Vae had no interest in such things, though she was at least well trained enough to sprint round the four-metre girth of the trunk and bow once before the mossy base. Then, like the gleeful heretic she was, she was climbing, scurrying up, one foot in the first V-split of the trunk, a hand swinging for a snowy-lichen-crowned branch, off which she briefly dangled like a monkey.
Yue sighed and tutted, but was far too mature to argue with infants.
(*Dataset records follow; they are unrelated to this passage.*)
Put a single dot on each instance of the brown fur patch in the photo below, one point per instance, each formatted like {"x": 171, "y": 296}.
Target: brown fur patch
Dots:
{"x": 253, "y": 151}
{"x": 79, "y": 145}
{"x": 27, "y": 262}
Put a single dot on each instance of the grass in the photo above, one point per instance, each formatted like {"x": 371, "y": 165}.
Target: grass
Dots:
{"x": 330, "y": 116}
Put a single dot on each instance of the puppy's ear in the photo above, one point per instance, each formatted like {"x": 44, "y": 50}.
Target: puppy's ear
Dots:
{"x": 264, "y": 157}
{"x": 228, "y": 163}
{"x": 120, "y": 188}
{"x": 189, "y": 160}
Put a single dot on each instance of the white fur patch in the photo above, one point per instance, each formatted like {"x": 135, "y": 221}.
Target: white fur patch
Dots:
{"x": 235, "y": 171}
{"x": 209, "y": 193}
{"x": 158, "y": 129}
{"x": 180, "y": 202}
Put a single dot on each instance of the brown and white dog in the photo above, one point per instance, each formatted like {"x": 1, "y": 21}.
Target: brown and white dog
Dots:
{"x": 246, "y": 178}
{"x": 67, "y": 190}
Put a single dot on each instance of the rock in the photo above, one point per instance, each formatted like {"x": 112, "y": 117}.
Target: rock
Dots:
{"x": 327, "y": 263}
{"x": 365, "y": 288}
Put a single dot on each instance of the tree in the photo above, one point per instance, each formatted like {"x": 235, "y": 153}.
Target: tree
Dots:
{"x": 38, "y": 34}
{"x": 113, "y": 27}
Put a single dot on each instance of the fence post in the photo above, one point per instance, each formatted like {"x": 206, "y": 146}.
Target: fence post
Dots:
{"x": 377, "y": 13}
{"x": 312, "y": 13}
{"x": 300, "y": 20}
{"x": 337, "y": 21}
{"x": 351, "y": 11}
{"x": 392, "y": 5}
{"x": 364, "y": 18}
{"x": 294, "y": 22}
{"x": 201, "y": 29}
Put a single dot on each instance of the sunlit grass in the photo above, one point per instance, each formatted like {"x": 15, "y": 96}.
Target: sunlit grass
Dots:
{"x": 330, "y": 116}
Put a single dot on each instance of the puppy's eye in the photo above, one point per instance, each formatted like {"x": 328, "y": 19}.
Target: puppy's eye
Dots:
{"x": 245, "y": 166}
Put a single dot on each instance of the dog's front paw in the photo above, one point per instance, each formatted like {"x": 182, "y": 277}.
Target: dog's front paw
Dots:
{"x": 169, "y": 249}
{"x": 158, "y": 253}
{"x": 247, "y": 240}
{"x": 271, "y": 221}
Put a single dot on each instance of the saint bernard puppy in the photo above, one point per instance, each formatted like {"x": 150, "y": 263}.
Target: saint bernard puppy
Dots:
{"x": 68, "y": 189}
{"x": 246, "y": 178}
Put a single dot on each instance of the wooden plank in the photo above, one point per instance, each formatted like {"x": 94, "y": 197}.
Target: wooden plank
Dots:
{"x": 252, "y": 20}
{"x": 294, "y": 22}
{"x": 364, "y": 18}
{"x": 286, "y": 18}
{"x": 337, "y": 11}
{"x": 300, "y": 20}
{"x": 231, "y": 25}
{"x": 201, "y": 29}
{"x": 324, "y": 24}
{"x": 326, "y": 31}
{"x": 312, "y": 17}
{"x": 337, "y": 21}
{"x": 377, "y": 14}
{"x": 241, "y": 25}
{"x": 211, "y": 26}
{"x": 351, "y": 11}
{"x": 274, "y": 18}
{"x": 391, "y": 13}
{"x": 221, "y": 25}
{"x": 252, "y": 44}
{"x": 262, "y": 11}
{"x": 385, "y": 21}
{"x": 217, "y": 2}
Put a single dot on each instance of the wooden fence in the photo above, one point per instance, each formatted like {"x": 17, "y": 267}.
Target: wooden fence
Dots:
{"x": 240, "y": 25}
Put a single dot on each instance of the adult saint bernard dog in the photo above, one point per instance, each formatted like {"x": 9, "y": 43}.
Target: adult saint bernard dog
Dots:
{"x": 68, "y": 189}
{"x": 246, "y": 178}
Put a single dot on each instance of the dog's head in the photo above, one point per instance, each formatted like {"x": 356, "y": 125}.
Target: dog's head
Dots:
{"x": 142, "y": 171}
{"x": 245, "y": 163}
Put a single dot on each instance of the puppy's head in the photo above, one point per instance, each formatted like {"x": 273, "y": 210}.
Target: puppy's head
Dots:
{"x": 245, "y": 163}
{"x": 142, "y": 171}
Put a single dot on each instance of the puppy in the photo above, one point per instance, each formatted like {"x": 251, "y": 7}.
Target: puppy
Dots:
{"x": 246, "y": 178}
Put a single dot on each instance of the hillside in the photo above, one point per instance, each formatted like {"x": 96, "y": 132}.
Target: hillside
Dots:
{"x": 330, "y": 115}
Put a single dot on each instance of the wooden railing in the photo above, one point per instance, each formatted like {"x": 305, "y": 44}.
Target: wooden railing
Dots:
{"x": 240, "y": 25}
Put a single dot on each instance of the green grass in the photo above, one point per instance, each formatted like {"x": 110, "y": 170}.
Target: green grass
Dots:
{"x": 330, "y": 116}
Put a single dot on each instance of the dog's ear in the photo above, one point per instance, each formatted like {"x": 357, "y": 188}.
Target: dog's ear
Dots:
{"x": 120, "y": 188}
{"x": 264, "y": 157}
Instead she circled the tree once, fingers brushing the valleys and peaks of moss-softened bark, bowed, pulled her inkstone from her pocket and settled in against the base of the nearest non-theological tree to read. Above, Vae had already ma
de it into the spluttering crown of the low trunk, where dozens of thick branches shot up like the frightened hair of a porcupine, and was bracing her feet for another push higher.
I performed my prayers without thinking, distracted, then picked around the base of the tree to see what offerings had been left here by priest and wanderer. The Temple liked to keep things neat, even in the heart of coiling nature, and someone had ordered the items around the trunk to create a pleasing palette of old and new, large and small. Here, a few links of ancient bicycle chain were welded into a bracelet, carefully framing a bunch of wilted lilac flowers. Next to that, the classical offering of grain, fading and spiky on the stem. A flask of home-brewed wine pressed in blood-red clay, probably toxic if more than sipped; a collection of the blackest stones pulled from the river bed; some shards of chitin scraped from the bottom of the resin well; and a little woven hat in blue, spun from the same bio-engineered silk that Mama Taaq grew on her spider tree. I circled the hornbeam, wondered if I should leave an offering and what I might ask for in return, when a glimmer of metal caught my eye. It was a tiny thing that I could pinch between thumb and forefinger like the wing of a butterfly. Someone had polished it up, the track marks of their effort still glistening in oily white. Any ink or pigments on the surface had long since flaked away, but characters were still visible, embossed by a great machine a long time ago. I recognised an archaic script, long since fallen out of use, but taught tediously in school by Uncle Mue through songs and games. Much of the lettering was unreadable, flattened by whatever force had carved out this tiny piece of history and offered it up to the forest gods. A few words I could just about read, picking them out from months of study. I mouthed them silently to myself as I shaped the syllables, dancing over some of the stranger shapes until I had the sound: Product of China.
Then Vae called out: “Are you coming?” and she was already halfway to the sky, dangling over a branch with one leg swinging back and forth under its own weight for the mere joy of feeling like she might fall. I returned my shard carefully to the bed of moss where I had found it, gave an awkward, quick half-bow to the tree, then started to climb. I was slower than Vae, but confident. The forest was my home, and my hearth did not teach its children how to dread the world that nourished us. Halfway up, I paused, drooping over a branch, stomach pressed to timber and arms flopping free.